I kissed her and told her everything would be all right. I stroked her hair and told her I loved her. It was the first inkling I ever got of the grown-up and the child changing places. I felt her shivering and held her tight.
Finally, I couldn’t stand it anymore and not really knowing what to say, I blurted out, “Does this mean we can stop cleaning now?”
Suddenly, Francesca began laughing her head off. She cuffed me softly on the ear and took a deep breath.
“I guess we could give it a rest,” she gasped.
I had never seen her in such agony and probably didn’t respond the way she had needed. But as deep as this secret had proved to be, Francesca had more.
“That wasn’t the trade-last,” Francesca said, surprising me and making me feel somewhat uncomfortable.
“Oh, Lord,” I said.
Francesca sniffled and looked me straight in the eye. It was the most uncomfortable feeling, looking into her soul like that.
“I love Matthew Mosley.”
I nodded dumbly, feeling relieved, resentful and betrayed at the same time.
“But don’t you see?” she said, shaking me, “More than anyone else ever. More than Cox. More than Harry. And I’m too old! Too old!”

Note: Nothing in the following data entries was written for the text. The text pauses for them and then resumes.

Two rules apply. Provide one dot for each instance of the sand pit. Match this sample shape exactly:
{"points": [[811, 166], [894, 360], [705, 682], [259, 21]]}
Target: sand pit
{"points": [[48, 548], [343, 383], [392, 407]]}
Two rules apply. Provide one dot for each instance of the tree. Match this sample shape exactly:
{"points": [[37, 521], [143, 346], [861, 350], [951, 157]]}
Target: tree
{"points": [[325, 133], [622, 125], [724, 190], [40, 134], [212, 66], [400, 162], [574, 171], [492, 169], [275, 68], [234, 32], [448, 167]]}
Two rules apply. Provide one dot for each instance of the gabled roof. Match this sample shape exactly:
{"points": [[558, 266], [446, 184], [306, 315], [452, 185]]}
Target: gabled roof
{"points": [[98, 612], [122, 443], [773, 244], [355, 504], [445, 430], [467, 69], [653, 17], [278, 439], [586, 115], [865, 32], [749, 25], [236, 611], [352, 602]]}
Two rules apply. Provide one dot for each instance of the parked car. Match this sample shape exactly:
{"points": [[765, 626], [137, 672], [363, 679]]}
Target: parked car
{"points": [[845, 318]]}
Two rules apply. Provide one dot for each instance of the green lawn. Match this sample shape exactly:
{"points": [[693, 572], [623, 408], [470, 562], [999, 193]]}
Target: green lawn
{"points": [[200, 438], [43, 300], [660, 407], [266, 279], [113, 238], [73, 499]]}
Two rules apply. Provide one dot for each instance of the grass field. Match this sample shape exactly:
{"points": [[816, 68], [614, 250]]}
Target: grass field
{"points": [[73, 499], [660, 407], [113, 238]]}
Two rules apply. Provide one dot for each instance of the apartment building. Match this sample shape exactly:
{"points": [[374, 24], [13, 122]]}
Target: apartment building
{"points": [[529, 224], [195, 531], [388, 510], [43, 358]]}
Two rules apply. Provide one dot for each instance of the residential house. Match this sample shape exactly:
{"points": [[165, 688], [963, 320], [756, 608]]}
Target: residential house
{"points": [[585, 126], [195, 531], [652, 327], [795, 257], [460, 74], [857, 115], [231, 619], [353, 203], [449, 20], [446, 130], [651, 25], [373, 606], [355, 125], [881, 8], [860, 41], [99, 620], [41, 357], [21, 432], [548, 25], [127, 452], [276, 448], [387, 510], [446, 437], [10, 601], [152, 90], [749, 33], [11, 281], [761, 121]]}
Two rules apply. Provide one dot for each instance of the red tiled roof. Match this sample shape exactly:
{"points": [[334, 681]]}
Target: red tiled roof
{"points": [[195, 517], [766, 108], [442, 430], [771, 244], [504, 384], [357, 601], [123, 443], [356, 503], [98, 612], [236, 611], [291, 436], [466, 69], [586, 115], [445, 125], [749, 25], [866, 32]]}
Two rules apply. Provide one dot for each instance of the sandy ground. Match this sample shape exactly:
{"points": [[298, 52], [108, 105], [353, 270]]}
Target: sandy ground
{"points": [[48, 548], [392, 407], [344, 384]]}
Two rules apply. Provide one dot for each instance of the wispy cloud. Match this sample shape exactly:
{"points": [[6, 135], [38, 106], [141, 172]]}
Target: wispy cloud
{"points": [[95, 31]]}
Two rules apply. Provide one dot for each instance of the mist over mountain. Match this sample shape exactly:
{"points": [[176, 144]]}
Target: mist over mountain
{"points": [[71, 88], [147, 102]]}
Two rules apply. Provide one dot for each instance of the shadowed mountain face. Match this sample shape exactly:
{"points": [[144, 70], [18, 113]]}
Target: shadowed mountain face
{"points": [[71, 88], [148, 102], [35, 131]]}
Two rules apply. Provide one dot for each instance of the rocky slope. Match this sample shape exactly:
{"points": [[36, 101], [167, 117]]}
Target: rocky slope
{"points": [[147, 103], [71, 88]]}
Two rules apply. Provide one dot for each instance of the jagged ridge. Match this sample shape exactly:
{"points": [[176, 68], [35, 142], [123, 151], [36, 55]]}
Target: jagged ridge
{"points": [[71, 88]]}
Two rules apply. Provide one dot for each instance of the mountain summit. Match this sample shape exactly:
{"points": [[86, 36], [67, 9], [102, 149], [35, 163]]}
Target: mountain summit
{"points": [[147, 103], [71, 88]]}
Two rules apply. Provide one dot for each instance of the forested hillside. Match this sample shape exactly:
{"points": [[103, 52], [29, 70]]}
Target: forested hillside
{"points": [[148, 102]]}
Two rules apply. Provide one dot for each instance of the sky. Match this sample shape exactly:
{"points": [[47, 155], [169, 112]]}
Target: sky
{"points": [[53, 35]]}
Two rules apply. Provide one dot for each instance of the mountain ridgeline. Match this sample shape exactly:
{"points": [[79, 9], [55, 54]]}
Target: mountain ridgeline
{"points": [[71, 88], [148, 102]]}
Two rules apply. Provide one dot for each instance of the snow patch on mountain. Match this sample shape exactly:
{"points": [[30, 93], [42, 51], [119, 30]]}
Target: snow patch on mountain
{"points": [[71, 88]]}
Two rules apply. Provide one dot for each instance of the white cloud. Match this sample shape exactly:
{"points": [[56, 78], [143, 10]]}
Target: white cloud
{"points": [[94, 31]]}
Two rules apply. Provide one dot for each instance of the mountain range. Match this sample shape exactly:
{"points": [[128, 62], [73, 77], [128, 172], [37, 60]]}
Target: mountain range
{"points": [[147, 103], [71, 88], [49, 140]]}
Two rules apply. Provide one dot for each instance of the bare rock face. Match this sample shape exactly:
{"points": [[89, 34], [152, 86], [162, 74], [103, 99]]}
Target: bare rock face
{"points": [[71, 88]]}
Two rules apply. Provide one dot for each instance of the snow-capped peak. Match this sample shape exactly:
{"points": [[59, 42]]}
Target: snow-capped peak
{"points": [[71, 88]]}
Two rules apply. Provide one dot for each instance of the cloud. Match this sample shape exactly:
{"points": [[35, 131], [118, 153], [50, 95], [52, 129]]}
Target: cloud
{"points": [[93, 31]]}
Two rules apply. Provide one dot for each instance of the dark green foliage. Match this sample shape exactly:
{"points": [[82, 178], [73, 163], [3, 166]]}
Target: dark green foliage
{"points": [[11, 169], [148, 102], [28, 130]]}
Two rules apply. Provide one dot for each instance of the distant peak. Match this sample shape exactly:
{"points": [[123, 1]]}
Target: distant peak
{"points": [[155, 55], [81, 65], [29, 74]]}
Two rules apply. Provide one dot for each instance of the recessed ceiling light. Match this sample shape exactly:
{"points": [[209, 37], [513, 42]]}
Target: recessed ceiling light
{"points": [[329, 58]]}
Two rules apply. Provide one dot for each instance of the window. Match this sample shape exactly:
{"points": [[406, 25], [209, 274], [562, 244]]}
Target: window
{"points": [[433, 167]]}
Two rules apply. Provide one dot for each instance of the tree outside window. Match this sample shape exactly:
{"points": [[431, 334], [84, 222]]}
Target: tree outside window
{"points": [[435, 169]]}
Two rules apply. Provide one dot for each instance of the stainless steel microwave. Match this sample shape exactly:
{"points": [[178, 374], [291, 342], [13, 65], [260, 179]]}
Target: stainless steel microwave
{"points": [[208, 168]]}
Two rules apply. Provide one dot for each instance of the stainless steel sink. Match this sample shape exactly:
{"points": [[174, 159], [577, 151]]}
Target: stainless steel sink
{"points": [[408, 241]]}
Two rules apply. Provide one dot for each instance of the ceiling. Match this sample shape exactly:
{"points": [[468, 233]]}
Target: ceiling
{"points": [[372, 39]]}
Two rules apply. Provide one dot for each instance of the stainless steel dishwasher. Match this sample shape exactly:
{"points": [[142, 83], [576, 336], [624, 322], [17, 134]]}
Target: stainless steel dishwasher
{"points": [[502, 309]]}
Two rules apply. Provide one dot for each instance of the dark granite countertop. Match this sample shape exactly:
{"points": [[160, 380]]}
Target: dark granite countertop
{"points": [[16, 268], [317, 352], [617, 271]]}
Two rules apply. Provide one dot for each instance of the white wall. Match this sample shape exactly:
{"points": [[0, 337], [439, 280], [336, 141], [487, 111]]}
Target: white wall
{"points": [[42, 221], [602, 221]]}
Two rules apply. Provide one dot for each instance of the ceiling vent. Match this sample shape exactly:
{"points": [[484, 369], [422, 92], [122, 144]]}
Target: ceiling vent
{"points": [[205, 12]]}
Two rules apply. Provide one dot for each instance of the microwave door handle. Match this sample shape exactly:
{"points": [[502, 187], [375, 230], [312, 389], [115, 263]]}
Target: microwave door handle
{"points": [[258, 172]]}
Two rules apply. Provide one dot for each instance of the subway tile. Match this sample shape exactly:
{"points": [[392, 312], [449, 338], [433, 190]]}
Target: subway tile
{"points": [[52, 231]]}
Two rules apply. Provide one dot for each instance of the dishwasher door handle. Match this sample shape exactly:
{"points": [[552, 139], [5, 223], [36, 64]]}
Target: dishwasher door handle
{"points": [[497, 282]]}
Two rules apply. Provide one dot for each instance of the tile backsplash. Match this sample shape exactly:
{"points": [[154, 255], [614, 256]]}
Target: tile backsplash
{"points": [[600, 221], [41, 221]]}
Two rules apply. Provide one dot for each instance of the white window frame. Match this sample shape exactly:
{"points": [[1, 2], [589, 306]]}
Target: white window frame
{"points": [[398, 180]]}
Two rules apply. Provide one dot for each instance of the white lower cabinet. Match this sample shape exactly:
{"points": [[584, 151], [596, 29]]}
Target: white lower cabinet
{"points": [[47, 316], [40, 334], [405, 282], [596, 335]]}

She crumbled against me, all the wind and pride and hope knocked out of her. I hadn’t an idea in the world what to say. I knew there weren’t any words in the Oxford English Dictionary that would make a difference. What if she were right? I didn’t think she was that much older than Matt, but what did I really know about such things?
I wondere
d how Matt felt. My experience told me that Francesca wasn’t one to worry unless there was something important to worry about.
Francesca went on in a rush. “What if Matthew’s regained health fires up his wanderlust? He’ll be gone in a flash.”
Childhood doesn’t prepare you for these types of moments. We were having a very adult conversation. But I loved my grandmother and wanted to help her. I figured the least I could do was listen.
I felt her pain go right through me. I wished like anything it could have been me suffering. It was maddening to feel so helpless.
Babe behaved perfectly through the storm, being comforting in a manner only dogs can manage. She licked away Francesca’s tears and tried to curl up on her lap. Looking back, I wished I’d thought of something so simple and appropriate.
The sun crawled across the sky, and the day cooled down.
“I love you, Sarah. I never told anyone these things before. I had to tell someone and … you’re a part of my soul.”
I kissed Francesca’s hair, the way I did in the morning sometimes.
“You had to give me your trade-last, because I’m your Sweetchild!”
It was all I could think of to answer, but it filled the air between us like a train whistle blowing.
Suddenly, I sprang to my feet and ran straight into the water, with Babe right behind.
“I beat you in! I beat you!”
With that, Francesca put one hand on her hip and waggled the first finger of the other at me.
“You took advantage of my weakened condition, and I am going to get you!”
She dove into the pond with all her clothes on, including her shoes. She chased me and Babe around and around, and then she grabbed my legs and tickled my feet until I shouted, “Uncle!”
Chapter 16
Taking Chances
I
t was a relief to lay down the mop, the broom and the scrub brush. After our heart-to-heart at the fishing pond, Francesca’s behavior veered 180 degrees. I had never thought of her as a rock; she had always seemed too elegant to be cut out of stone. But some part of her inner self had shifted and softened.